Farmer-led approaches to increasing tree diversity in fields and farmed landscapes in Ethiopia uri icon

abstract

  • Increasing tree cover and managing trees better on farms in Ethiopia supports livelihoods and the environment but most tree-planting schemes promote only a few species. This research aimed to understand farmers' tree planting priorities in Oromia, Ethiopia and address challenges involved in meeting them. Tree species and planting niches were elicited through focus group discussions. Participatory trials compared 17 tree species across seven on-farm planting niches and seedling survival and growth patterns were evaluated. Farmers suggested a high diversity of tree species suitable for each niche with fruit species mainly selected for homesteads. The diversity of desired tree species is much higher than that typically available in nurseries or promoted by tree planting projects. Meeting planting demands was difficult because the existing seedling supply does not support diversity.
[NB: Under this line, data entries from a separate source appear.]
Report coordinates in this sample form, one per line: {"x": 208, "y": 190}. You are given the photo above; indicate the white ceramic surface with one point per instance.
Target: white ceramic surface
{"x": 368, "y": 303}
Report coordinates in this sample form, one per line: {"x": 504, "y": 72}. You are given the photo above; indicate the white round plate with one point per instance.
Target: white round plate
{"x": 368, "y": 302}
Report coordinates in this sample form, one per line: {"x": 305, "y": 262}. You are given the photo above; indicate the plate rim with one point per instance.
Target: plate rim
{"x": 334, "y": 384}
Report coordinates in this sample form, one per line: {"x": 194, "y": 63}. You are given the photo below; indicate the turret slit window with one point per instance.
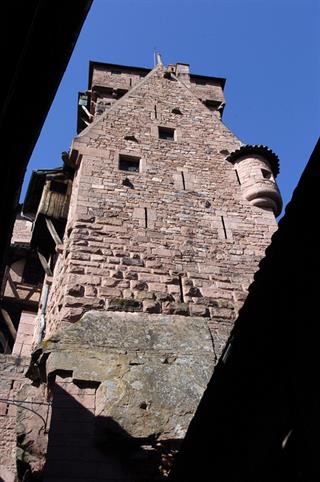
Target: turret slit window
{"x": 129, "y": 163}
{"x": 166, "y": 133}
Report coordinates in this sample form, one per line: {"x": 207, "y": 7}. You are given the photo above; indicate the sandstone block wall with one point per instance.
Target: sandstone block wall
{"x": 177, "y": 237}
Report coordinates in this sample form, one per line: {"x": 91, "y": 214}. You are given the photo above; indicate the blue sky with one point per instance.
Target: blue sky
{"x": 268, "y": 50}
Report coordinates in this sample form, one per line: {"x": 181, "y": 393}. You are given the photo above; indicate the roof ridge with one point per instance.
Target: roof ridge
{"x": 118, "y": 102}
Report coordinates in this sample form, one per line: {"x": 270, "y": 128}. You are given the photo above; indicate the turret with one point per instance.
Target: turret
{"x": 256, "y": 168}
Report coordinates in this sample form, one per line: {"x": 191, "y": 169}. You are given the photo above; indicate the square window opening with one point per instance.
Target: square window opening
{"x": 266, "y": 174}
{"x": 58, "y": 186}
{"x": 166, "y": 133}
{"x": 129, "y": 163}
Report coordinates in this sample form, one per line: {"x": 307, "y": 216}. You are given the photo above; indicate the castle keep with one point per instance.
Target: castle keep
{"x": 148, "y": 237}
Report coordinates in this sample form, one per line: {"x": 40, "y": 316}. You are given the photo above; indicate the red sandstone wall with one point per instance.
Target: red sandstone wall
{"x": 187, "y": 259}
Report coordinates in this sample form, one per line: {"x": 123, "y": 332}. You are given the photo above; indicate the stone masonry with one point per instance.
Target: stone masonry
{"x": 170, "y": 215}
{"x": 177, "y": 237}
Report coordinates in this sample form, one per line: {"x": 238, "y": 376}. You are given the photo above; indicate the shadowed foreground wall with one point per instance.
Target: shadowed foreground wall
{"x": 259, "y": 417}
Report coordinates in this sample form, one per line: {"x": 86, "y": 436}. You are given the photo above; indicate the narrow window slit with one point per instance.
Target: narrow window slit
{"x": 181, "y": 289}
{"x": 183, "y": 181}
{"x": 145, "y": 218}
{"x": 237, "y": 174}
{"x": 224, "y": 227}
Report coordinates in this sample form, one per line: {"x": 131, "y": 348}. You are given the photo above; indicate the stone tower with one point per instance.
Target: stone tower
{"x": 169, "y": 217}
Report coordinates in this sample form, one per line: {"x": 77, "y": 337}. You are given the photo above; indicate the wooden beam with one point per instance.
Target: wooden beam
{"x": 52, "y": 231}
{"x": 44, "y": 263}
{"x": 8, "y": 322}
{"x": 13, "y": 286}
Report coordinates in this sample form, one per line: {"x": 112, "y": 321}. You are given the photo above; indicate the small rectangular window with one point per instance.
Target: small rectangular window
{"x": 266, "y": 174}
{"x": 129, "y": 163}
{"x": 58, "y": 186}
{"x": 200, "y": 81}
{"x": 166, "y": 133}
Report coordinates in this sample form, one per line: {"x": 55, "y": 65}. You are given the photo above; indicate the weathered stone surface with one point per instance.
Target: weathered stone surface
{"x": 186, "y": 219}
{"x": 152, "y": 369}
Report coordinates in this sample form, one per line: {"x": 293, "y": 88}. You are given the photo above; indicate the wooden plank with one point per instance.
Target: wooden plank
{"x": 8, "y": 322}
{"x": 13, "y": 286}
{"x": 52, "y": 231}
{"x": 44, "y": 263}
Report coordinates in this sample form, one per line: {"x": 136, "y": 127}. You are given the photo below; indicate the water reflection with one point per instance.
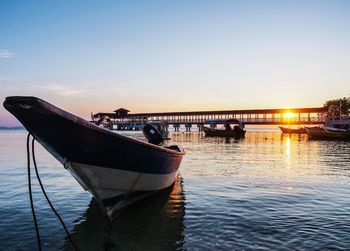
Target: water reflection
{"x": 155, "y": 223}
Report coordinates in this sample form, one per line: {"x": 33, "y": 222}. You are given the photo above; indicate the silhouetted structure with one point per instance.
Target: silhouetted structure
{"x": 122, "y": 120}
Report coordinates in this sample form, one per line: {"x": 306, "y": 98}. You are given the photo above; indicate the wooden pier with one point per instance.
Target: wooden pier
{"x": 121, "y": 119}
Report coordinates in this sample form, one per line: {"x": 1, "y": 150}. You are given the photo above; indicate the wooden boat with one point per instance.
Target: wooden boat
{"x": 321, "y": 133}
{"x": 228, "y": 132}
{"x": 117, "y": 170}
{"x": 300, "y": 130}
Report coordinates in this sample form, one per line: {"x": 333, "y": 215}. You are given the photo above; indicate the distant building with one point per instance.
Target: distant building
{"x": 121, "y": 113}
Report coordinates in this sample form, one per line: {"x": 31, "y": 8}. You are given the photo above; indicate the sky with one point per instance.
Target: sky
{"x": 152, "y": 56}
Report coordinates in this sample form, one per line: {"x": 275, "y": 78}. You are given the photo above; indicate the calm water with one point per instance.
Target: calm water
{"x": 266, "y": 192}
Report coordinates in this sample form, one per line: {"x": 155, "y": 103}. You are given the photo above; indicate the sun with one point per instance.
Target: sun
{"x": 288, "y": 115}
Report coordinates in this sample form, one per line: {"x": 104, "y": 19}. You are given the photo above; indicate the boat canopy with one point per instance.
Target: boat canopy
{"x": 222, "y": 121}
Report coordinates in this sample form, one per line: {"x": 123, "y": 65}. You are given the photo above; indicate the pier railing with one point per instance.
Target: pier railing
{"x": 250, "y": 117}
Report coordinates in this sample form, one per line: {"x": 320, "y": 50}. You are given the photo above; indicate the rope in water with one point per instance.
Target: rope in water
{"x": 45, "y": 194}
{"x": 31, "y": 196}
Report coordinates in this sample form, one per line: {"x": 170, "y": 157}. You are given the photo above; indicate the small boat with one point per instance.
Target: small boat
{"x": 322, "y": 133}
{"x": 228, "y": 132}
{"x": 115, "y": 169}
{"x": 300, "y": 130}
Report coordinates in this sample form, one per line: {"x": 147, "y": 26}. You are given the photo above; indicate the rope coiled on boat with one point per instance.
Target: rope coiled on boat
{"x": 45, "y": 194}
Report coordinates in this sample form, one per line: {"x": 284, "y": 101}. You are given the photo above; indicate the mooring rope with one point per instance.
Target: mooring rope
{"x": 48, "y": 200}
{"x": 45, "y": 194}
{"x": 31, "y": 196}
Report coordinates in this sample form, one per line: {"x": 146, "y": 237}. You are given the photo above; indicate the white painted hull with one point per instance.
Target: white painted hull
{"x": 106, "y": 183}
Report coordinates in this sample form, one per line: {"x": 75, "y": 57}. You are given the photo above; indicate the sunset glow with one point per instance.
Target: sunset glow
{"x": 288, "y": 115}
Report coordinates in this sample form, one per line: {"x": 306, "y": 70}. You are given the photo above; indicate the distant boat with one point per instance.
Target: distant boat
{"x": 236, "y": 132}
{"x": 322, "y": 133}
{"x": 300, "y": 130}
{"x": 117, "y": 170}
Evaluation of tree survival showed striking differences among species, farms, agroecologies and planting niches. There was high variation in seedling survival amongst the tree species planted on 1893 farm/planting niche locations, indicating impact of local level risk factors attributable to management, biotic and abiotic causes. Growth differences of the six shared species common to both agroecologies across different niches, showed that the effects of species and niche were significant on growth. A farmer-led approach to increasing tree cover that couples understanding of species and planting niche preferences with appropriate seedling supply and management is proposed as a means to increase the diversity of trees in farmed landscapes.